There is also direct conflict in what was said at the meeting of the Board of Directors held on September 14, 1961, the only meeting Beard attended after purchasing interest in *654Muncie Auto Auction on September 1,1961. There is, however, general agreement that appellee-Beard, at this meeting, disclosed to all members present that he “owned' one-half of the Muncie Auto Auction” with a partner, appellee-Shroyer. The dispute arises over what Beard said he would do about the piece of land in question.
The evidence reveals that until a survey was taken after footers were poured on November 17, 1961, no one knew that a part of the building — and not just a driveway — was on part of appellees’ property. The evidence also reveals that all negotiations concerning price were with appellee-Shroyer. There is no evidence in the record that appellee-Beard did not attempt to protect the corporation with his partnerShroyer.
There is also contradictory testimony concerning the value of the property involved. Although appellant, by the testimony of its officers, admits that such property was worth at least $1,000 per acre, it is suing appellees for the entire amount paid. Appellant asks the court to award it the full purchase price it paid without any offer or indication in the record that it would return the property.
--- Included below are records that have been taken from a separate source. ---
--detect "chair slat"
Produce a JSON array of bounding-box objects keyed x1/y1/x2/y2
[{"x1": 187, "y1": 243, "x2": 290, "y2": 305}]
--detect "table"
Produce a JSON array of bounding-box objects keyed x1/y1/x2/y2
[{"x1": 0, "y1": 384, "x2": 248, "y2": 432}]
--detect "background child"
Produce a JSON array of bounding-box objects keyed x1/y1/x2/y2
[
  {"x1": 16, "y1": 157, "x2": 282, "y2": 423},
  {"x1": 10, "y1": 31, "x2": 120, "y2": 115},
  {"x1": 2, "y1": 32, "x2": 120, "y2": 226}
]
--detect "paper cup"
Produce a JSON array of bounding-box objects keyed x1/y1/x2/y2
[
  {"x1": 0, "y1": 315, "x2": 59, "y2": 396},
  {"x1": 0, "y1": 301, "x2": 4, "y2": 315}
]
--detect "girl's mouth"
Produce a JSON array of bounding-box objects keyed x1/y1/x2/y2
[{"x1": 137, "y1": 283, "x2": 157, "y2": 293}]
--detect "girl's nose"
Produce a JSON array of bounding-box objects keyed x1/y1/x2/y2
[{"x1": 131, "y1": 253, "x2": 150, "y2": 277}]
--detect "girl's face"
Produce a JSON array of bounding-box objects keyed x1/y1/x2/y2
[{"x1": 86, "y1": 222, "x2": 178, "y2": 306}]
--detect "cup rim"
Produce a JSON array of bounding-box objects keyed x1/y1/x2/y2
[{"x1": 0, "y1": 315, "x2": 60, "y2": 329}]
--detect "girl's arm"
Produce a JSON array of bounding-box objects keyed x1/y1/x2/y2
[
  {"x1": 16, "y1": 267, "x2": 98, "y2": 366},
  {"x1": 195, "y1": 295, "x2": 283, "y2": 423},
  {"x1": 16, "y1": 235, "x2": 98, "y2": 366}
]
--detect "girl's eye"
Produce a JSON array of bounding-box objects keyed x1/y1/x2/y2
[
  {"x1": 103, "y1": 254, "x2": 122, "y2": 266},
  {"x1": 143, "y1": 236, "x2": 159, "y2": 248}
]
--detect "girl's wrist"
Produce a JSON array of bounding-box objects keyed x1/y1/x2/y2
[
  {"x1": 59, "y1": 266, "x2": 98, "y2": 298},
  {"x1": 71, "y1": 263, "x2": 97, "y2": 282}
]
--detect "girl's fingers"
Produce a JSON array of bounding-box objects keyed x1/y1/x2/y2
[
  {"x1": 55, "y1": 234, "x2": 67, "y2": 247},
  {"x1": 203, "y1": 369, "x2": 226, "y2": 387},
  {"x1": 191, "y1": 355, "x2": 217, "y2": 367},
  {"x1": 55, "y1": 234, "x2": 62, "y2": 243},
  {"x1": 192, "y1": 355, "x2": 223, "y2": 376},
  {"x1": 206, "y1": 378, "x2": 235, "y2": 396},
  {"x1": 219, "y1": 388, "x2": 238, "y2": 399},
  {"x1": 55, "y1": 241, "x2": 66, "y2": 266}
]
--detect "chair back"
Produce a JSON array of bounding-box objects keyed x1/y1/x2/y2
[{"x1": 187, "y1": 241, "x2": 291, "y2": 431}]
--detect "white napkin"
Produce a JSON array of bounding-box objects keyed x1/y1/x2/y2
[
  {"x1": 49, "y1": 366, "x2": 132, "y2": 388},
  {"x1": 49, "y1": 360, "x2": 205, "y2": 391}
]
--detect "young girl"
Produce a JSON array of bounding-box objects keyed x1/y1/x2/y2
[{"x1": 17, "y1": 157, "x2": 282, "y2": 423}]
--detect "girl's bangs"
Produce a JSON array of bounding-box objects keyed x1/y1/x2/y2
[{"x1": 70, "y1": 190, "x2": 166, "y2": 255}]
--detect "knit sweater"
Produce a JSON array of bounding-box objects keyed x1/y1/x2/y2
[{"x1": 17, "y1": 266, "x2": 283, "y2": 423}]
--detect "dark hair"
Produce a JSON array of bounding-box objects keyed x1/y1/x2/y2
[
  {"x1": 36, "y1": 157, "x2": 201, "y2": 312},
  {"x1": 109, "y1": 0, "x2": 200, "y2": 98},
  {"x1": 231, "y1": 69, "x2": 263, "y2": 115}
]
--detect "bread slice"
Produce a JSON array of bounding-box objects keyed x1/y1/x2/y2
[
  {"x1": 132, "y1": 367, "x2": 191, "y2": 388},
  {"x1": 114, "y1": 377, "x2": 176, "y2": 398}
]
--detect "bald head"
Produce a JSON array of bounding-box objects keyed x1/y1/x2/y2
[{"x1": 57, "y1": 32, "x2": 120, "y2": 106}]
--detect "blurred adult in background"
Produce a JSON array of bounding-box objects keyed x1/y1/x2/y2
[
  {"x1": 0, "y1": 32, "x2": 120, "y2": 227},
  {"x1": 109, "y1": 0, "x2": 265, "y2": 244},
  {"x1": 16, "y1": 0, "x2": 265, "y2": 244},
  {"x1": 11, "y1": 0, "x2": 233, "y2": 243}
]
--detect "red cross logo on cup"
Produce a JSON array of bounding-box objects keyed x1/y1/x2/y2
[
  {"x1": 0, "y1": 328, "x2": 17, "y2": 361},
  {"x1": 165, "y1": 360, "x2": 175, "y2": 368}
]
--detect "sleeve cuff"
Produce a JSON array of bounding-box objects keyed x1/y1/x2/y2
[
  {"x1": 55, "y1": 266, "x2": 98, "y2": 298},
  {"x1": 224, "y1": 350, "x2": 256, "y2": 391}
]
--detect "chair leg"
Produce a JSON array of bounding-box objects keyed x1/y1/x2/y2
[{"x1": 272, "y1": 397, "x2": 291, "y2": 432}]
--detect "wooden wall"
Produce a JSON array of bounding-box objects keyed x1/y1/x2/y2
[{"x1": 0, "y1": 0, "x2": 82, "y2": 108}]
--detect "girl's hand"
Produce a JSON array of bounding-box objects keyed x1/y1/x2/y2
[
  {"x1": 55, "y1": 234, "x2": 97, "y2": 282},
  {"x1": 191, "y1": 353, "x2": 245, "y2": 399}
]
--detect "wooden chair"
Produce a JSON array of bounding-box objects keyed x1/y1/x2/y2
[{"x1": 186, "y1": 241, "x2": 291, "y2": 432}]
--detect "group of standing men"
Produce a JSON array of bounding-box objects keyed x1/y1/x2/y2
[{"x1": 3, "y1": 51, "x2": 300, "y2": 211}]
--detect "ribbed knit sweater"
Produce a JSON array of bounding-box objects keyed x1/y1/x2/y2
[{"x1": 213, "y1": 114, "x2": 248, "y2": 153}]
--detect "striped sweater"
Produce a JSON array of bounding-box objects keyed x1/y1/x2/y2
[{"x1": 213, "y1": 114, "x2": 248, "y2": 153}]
Neither does appellant pray an imposition of a trust of Beard’s interest in Muncie Auto Auction, or request that his one-half interest in the profit of the sale be paid to the appellant Tower Recreation, Inc.
These issues were all facts to be determined from the evidence by the trial judge. He had the advantage of seeing and hearing the witnesses and to judge their credibility.
We are of the opinion that the state of the evidence and circumstances of this cause prevents us from concluding that the decision reached by the trial court was contrary to law. All presumptions are indulged in favor of the action of the trial court when such actions are being reviewed by this court. Our function is not to retry the cause *655nor weigh the evidence. We are of the opinion that the judgment of the trial court should be affirmed.
Judgment affirmed.
Carson, P. J., Cooper and Prime, JJ. concur.
Note. — Reported in 231 N. E. 2d 154.